The text is rich in poetic style, with word repetitions and synonyms piled high, especially in vv. 14ff. Space allows only a few highlights:
“I will “visit” (פּ֨קַדְתִּי) in vv. 8B, 9A, 12Bb
“Near is the Day of Yahweh” in v. 7 and v. 14. Note that the emphatic fronting of “near” (קרוֹב יוֹם יהוה, “near is the Day of YHWH”) is lost in most translations.
The staircase parallelism, e.g. in v. 14Aa, where the ominous “near” (קרוֹב) is picked up from v. 7, but now with the addition of “great” to “the day.” The “near” is then repeated in the next colon (14Ab), but the tension is extended, “near and coming quickly” (קרוֹב וּמהֵר מְאֹד).
The pounding drumbeat of the “day” (יוֹם) in vv. 14–16 (9x).
Explanation of Idioms and References
The strange “hush” (הַס) in v. 7 implies a shock and awe of silence in the presence of God (Hab 2:20). In the presence of this judge, there is nothing to say!

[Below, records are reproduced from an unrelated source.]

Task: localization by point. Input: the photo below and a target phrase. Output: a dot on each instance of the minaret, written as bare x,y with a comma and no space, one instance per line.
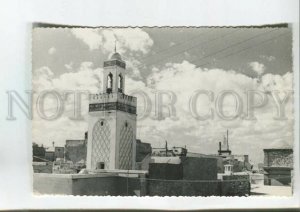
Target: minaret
112,121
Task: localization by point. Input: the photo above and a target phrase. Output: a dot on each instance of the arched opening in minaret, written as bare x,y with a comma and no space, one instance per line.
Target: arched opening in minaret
120,84
109,83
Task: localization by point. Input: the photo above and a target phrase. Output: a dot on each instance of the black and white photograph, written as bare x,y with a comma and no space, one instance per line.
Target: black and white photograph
149,105
169,111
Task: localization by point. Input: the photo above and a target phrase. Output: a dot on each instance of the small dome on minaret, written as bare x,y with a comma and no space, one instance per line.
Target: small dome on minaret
116,56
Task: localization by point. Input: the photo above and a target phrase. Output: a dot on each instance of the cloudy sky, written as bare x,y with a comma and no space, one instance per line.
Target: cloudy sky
181,60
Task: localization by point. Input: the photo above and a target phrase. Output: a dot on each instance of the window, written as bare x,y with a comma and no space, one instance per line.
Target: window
109,80
120,84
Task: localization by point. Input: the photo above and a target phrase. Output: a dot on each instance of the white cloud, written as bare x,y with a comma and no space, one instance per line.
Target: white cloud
128,39
182,79
52,50
257,67
90,37
69,66
268,58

The sacrifice (v. 7) likely suggests that Judah now will be offered as a sacrifice, with the nations watching. This may be a reference to a covenant sacrifice (some commentators suggest a distant reference to the Abrahamic covenant in Genesis 15, with the cutting of an animal). A reference to Abraham would complement the echo of the Mosaic covenant in Deuteronomy in v. 13 (cf. Dt 6:10–11), and the judgment on the royal house in v. 8 (though the king himself is not mentioned), so that the whole of Israel’s history stands judged.
The “foreign attire” in v. 8 may refer to pagan cultic dress, not simply expensive “imports,” though the general abuses of the wealthy are often in view.
The “leaping over the threshold” in v. 9 may refer to the pagan practice of the Philistines (1 Sm 5:5).
The various references to local parts of the city of Jerusalem (vv. 10–13, likely known to the hearers of old if lost to us today) notes the very specific and real nature of this destruction and may be defining the boundaries of the city. No one can escape the searchlights; more profound and penetrating than Diogenes’s quest it would be! (v. 12).
No one escapes the judgment, from the priests and participants in false worship (v. 4), to the royal house (v. 8), to the merchants (v. 11), and to the general atheists and agnostics who say, “God is irrelevant” (v. 12).
Biblical theology takes sin and judgment seriously, because it also understands grace and new life so profoundly. The final days of the church year bring this to culmination and then lead round once more to the advent solution: Christ has come, died, risen, and will come again.
This is not a cry to “shape up” or even “repent,” but to recognize the inevitability of the great day of Yahweh against all fallen creation, focused on his special creature, humanity, represented by his chosen people, Israel and now only Judah. There is no escape.
But, if Judah becomes central, even as a sacrifice for the nations, central to is the goal that a renewed Judah, embodied in the Son of Abraham and Son of David, “reduced to One,” will rise from the death of judgment to establish the new creation and resurrection life that is ours in Christ, who has taken this cosmic and personal judgment onto himself.
To take Jesus’s sacrifice seriously and completely, we first take God’s judgment fully and completely, which he has done for us.